Mientras escribo esto, desde el pasadizo de abajo me llega el ruido de muchos pasos y el retumbar de objetos pesados al ser trasladados; sin duda las cajas, con su carga de tierra. Oigo martillos; están clavando la tapa de la caja. Ahora puedo oír unos enérgicos pasos recorriendo el vestíbulo, seguidos de muchos otros pies perezosos.
Han cerrado la puerta, las cadenas repican; la llave rechina en la cerradura; puedo oír el ruido de la llave al ser retirada; después, abren y cierran otra puerta; oigo crujir la cerradura y el cerrojo. ¡Escucha! En el patio, descendiendo el rocoso camino, el rodar de las pesadas ruedas, el restallar de los látigos, y el coro de los zíngaros desapareciendo en la lejanía.
Estoy a solas en el castillo con esas horrendas mujeres. ¡Qué digo! Mina es una mujer, y no tiene nada en común con ellas. ¡Ellas son diablos del Averno!
No debo permanecer a solas con ellas; intentaré descender la pared del castillo hasta mucho más abajo de lo que lo he intentado hasta ahora.
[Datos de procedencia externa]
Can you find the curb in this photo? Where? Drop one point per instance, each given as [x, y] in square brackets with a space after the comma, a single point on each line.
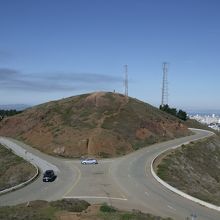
[21, 184]
[171, 188]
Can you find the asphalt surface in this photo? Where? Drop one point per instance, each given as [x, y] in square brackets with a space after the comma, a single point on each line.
[124, 182]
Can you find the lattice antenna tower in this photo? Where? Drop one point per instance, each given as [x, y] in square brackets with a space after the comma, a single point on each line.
[126, 79]
[164, 100]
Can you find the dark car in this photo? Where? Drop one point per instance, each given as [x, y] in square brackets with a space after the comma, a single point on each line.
[49, 176]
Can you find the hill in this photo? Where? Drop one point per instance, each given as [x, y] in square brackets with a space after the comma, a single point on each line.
[14, 170]
[194, 169]
[100, 124]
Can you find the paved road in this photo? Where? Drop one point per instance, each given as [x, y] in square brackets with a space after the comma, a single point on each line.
[124, 182]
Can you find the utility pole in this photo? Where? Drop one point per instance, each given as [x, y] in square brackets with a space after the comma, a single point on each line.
[126, 79]
[164, 100]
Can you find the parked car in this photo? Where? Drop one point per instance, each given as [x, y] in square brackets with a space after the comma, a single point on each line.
[49, 176]
[89, 161]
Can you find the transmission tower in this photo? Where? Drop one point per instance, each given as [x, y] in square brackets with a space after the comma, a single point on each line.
[164, 100]
[126, 79]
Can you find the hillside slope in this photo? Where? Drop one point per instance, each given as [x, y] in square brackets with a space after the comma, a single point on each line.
[100, 124]
[195, 169]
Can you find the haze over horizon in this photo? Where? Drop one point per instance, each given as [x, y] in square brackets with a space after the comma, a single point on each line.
[54, 49]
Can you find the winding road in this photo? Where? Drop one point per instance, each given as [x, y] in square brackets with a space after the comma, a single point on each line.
[125, 182]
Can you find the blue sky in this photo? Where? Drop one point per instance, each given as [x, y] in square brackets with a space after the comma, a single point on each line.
[52, 49]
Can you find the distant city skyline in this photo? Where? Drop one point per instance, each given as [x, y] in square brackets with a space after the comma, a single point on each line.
[55, 49]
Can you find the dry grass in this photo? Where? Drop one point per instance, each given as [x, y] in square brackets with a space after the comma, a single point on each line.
[70, 210]
[13, 169]
[195, 169]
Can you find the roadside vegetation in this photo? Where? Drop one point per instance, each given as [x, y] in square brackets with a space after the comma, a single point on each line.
[109, 213]
[101, 124]
[5, 113]
[194, 169]
[13, 169]
[173, 111]
[69, 209]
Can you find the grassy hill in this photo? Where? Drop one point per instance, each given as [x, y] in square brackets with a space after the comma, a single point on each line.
[100, 124]
[13, 169]
[195, 169]
[70, 209]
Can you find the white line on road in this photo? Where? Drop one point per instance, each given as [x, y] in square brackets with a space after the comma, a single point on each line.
[93, 197]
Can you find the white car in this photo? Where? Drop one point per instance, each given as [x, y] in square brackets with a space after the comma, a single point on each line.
[89, 161]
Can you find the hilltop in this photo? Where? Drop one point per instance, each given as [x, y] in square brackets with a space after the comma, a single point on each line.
[100, 124]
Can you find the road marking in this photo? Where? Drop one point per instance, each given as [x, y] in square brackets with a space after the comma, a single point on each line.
[76, 182]
[93, 197]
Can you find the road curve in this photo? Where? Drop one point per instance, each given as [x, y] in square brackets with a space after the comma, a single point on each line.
[125, 182]
[133, 174]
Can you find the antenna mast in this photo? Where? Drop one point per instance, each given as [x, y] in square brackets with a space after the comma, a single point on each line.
[126, 79]
[164, 100]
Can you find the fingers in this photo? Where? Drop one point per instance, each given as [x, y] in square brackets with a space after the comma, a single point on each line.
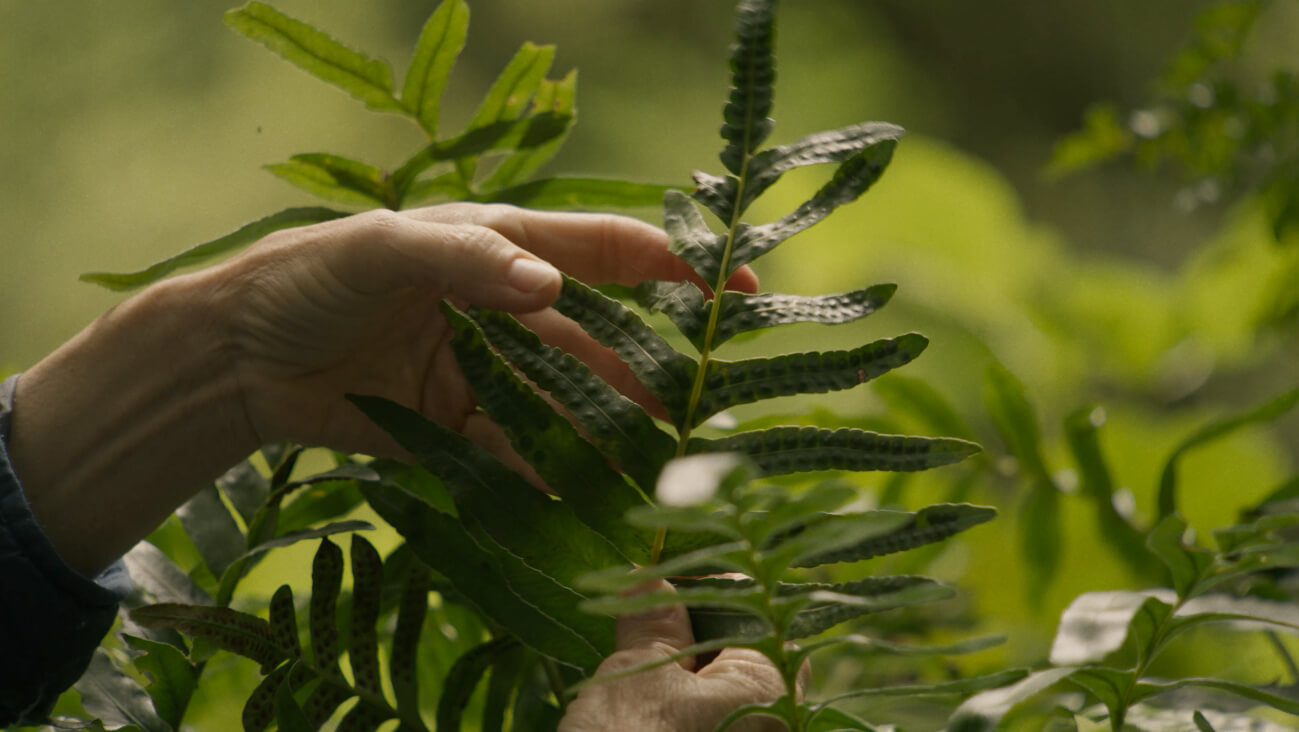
[596, 248]
[665, 628]
[382, 251]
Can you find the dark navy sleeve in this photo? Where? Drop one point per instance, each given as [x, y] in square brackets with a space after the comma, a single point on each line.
[51, 617]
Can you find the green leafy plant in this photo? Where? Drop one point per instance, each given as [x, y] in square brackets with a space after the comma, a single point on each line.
[1107, 641]
[522, 121]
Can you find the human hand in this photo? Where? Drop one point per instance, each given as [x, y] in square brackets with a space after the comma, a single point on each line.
[674, 697]
[353, 306]
[160, 395]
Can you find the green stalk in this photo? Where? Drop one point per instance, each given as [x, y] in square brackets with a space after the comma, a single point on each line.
[706, 351]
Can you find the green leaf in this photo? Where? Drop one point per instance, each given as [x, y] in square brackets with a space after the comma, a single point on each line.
[507, 134]
[580, 194]
[405, 639]
[903, 531]
[1097, 624]
[443, 543]
[665, 371]
[464, 676]
[795, 449]
[824, 605]
[729, 383]
[542, 532]
[1012, 413]
[326, 583]
[690, 238]
[283, 621]
[573, 467]
[1082, 432]
[246, 489]
[1286, 704]
[203, 253]
[746, 122]
[213, 531]
[828, 719]
[1185, 563]
[363, 650]
[555, 97]
[335, 178]
[618, 426]
[289, 715]
[448, 186]
[1111, 685]
[985, 710]
[852, 178]
[161, 578]
[435, 53]
[1212, 431]
[229, 630]
[173, 678]
[509, 94]
[368, 79]
[116, 698]
[260, 706]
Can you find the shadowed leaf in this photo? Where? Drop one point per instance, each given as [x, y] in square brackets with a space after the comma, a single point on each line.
[618, 426]
[204, 253]
[441, 42]
[729, 383]
[665, 371]
[746, 122]
[850, 181]
[796, 449]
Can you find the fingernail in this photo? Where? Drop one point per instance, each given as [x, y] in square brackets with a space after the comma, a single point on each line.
[529, 275]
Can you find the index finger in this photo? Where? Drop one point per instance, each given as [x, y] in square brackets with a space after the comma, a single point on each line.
[595, 248]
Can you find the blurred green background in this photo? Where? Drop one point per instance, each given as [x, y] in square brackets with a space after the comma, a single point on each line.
[134, 130]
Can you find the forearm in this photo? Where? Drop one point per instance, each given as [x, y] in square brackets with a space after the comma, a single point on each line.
[126, 421]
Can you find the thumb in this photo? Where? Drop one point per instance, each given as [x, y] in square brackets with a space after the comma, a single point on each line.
[472, 262]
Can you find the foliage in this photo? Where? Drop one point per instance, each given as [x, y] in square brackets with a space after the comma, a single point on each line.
[513, 591]
[1226, 136]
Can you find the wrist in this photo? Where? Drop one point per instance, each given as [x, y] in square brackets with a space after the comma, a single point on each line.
[126, 421]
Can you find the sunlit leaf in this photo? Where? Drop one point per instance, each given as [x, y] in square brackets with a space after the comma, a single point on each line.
[557, 97]
[172, 678]
[852, 178]
[902, 531]
[441, 42]
[335, 178]
[580, 194]
[368, 79]
[1213, 431]
[111, 695]
[1097, 623]
[665, 371]
[213, 531]
[796, 449]
[752, 74]
[985, 710]
[204, 253]
[729, 383]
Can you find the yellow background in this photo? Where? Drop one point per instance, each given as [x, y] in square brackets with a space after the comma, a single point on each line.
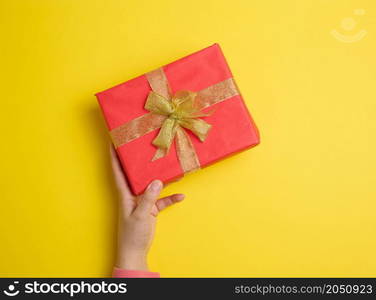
[302, 203]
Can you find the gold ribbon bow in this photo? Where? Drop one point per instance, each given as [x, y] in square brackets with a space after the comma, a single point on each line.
[171, 115]
[180, 111]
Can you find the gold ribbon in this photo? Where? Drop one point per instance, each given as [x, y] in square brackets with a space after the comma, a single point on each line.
[173, 113]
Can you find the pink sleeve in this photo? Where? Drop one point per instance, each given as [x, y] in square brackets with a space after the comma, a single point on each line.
[122, 273]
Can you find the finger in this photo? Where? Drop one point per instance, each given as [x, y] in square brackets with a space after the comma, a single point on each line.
[168, 201]
[149, 197]
[121, 181]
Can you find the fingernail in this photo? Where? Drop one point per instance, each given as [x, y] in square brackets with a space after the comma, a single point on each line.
[155, 186]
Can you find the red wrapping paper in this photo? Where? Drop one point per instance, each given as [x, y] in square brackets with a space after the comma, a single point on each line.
[233, 129]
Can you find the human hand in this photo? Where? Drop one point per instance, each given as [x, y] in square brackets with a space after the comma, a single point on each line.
[137, 219]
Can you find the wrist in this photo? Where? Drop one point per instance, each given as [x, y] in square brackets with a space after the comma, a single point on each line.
[132, 261]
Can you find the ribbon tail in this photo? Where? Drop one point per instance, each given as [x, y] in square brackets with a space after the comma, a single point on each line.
[165, 138]
[159, 154]
[185, 151]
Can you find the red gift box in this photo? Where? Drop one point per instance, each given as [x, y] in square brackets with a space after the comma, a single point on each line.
[232, 130]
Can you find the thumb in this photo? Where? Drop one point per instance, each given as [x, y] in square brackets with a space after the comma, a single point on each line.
[149, 197]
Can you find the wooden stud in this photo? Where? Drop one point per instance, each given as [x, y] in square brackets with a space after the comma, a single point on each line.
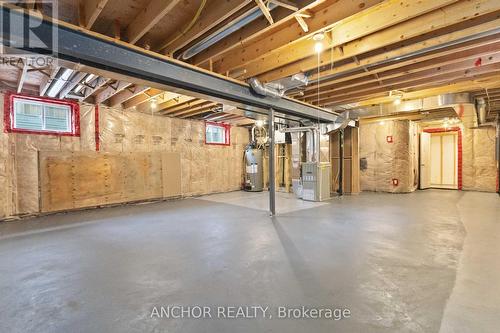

Me llevaré conmigo algo de oro, por si acaso pudiera necesitarlo más adelante. Quizá consiga escapar de este terrible lugar.
¡Y luego lejos, a casa! ¡Lejos, hasta el tren más cercano y más rápido! ¡Lejos de este lugar maldito, de esta tierra maldita, donde el diablo y sus vástagos aún caminan con pies terrenales!
Al menos, la piedad de Dios es mayor que la de estos monstruos. Y el precipicio es alto y escarpado. Y a sus pies un hombre podría dormir… como un hombre. ¡Adiós a todos! ¡Mina!